純・木造駅舎の記憶と記録とノスタルジー 消えゆく鉄道遺産『木造駅舎の旅』
#鉄道 #サブカルチャー
草深く生い茂る山奥、単線の鉄道が田んぼの中を走る。1時間に1本しか電車が通らないような線路の横に、無人の木造駅舎がひっそりとたたずんでいる。明治5年に新橋~横浜間に鉄道が開通してから137年、当時6駅だった日本の駅も、現在は9,700駅を超えている。その大部分が改装されて、開業時の姿を留めているものも少なくなっている。
この本『木造駅舎の旅』は、全国から板壁が無塗装の駅舎88駅を選び、撮影した写真集だ。ほとんどが地方の無人駅で、中には風雨に晒され傷んだものも見受けられるが、それがかえって程よい風合いを醸し出している。それぞれ歴史と風格があり、行ったこともないのに懐かしい気分に誘われる。
北は北海道稚内付近の宗谷本線、雄信内(おのっぷない)駅から、南は九州薩摩・肥薩線、築後100年を超える嘉例川(かれいがわ)駅と、実に幅広い。北海道の駅は、扉が風雪に耐えられるように頑丈に造られていて、決まってその上に庇がついている。南の駅は風通しよく、ヤシの木なんか植わっていたりと、地方ごとに特色があって面白い。他にも、寅さんが立ち寄った岡山の美作滝尾駅や、松本清張『砂の器』に登場する秋田の羽後亀田駅など、まつわるエピソードは数知れず。鳥取・若桜線の隼駅は、スズキの大型2輪車「隼」オーナーの聖地となっているのだという。

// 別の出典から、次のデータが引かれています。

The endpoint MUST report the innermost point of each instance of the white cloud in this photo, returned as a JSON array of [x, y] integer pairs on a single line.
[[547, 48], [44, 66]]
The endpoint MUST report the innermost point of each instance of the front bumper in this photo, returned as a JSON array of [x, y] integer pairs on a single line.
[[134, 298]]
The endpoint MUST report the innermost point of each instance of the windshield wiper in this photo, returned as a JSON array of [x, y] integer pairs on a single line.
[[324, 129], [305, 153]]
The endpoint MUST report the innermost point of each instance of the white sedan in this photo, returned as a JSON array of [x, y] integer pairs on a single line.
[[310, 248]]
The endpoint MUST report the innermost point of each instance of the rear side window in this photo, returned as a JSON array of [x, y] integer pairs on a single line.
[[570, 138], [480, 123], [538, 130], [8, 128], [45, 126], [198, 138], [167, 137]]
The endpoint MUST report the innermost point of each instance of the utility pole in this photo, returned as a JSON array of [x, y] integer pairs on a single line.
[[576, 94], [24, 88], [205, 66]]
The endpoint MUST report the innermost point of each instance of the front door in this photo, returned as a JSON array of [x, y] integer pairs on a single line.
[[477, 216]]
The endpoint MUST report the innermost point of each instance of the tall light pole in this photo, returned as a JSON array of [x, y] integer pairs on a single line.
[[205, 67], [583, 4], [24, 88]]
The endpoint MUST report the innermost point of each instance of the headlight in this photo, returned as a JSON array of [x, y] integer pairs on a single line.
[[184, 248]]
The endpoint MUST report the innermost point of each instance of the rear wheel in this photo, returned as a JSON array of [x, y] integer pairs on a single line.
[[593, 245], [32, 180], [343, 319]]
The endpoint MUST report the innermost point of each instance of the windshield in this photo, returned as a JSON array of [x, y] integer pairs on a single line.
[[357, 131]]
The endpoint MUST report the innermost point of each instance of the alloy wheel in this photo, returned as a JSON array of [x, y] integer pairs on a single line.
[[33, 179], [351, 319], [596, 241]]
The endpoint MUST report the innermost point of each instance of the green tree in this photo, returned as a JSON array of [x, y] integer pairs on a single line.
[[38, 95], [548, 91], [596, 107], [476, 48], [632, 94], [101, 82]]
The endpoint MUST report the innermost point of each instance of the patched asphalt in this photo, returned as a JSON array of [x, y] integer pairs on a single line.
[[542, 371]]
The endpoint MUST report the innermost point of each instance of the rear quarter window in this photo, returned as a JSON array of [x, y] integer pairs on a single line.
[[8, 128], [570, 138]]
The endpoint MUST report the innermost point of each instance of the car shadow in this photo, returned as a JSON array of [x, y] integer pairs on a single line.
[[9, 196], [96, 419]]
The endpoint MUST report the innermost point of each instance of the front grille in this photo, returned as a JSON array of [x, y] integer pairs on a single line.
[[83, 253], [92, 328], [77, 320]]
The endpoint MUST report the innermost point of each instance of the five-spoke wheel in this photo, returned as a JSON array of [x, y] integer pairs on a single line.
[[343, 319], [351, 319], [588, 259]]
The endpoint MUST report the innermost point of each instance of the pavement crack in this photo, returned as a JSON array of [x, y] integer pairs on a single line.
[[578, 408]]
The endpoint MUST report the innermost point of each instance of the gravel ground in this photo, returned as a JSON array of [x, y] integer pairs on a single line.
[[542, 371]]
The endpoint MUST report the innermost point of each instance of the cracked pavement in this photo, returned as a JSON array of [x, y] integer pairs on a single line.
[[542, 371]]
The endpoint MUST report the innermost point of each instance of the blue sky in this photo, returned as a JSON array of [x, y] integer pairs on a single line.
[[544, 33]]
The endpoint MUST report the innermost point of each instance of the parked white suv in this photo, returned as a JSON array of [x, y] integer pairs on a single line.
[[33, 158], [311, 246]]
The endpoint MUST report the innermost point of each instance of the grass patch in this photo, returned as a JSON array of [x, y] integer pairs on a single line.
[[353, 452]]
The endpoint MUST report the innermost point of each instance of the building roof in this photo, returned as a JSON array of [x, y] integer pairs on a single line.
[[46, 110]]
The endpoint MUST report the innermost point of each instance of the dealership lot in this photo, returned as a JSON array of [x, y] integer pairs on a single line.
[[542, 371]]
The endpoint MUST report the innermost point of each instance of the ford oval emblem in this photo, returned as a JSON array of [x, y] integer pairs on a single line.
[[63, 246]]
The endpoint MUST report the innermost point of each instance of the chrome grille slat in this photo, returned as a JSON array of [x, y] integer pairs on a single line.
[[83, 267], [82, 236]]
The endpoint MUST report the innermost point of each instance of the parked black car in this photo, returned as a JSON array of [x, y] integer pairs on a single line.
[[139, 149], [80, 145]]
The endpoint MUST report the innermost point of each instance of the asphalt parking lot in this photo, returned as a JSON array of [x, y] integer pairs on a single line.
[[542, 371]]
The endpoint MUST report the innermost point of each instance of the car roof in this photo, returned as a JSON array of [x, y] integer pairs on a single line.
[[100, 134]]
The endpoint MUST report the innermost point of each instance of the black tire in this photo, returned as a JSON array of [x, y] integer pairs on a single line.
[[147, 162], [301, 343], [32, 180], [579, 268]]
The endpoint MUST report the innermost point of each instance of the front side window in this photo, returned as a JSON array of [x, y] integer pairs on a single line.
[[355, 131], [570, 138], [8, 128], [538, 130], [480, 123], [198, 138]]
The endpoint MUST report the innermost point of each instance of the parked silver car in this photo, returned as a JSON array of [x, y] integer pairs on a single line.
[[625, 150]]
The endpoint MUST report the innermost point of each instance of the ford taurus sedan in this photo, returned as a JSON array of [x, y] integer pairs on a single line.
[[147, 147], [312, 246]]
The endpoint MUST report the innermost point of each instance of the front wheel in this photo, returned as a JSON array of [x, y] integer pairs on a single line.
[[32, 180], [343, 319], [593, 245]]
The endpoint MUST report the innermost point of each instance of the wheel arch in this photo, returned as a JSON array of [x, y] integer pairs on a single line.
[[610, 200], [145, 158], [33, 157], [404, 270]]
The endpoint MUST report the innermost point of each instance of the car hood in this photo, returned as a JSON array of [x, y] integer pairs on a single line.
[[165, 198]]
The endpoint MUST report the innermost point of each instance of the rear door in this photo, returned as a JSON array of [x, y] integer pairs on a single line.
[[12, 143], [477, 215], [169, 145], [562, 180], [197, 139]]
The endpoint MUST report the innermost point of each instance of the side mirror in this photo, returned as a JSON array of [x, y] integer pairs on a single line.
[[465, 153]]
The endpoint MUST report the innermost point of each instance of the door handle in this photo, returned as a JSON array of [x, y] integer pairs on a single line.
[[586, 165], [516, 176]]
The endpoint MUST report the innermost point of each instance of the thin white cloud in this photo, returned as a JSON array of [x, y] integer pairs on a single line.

しかしやはり、木造の無人駅に付きまとう問題は少なくない。廃線、採算、老朽化……、戦前から半世紀以上頑張ってきた木造駅舎もいつかは建て替えられ、消え行く運命にある。この純・木造の88駅も、ひとつ、またひとつと減っていくだろう。この本は、そんな木造駅舎の記憶とも記録ともいえる本だ。『木造駅舎の旅』を小脇に抱え、都会から遠く離れたところに屹立する木造駅舎の最後の雄姿に会いに行こう。
(文=平野遼)
●米屋浩二(よねや・こうじ)
1968年山形県生まれ。東京工芸大学写真学科卒業。鉄道と人の結びつきをテーマに撮影を続ける。アジア8ヶ国の鉄道を撮影した『Asian Train Love』で2003年富士フォトサロン新人賞を受賞。近著に『ニッポン鉄道遺産』など。日本写真家協会(JPS)会員。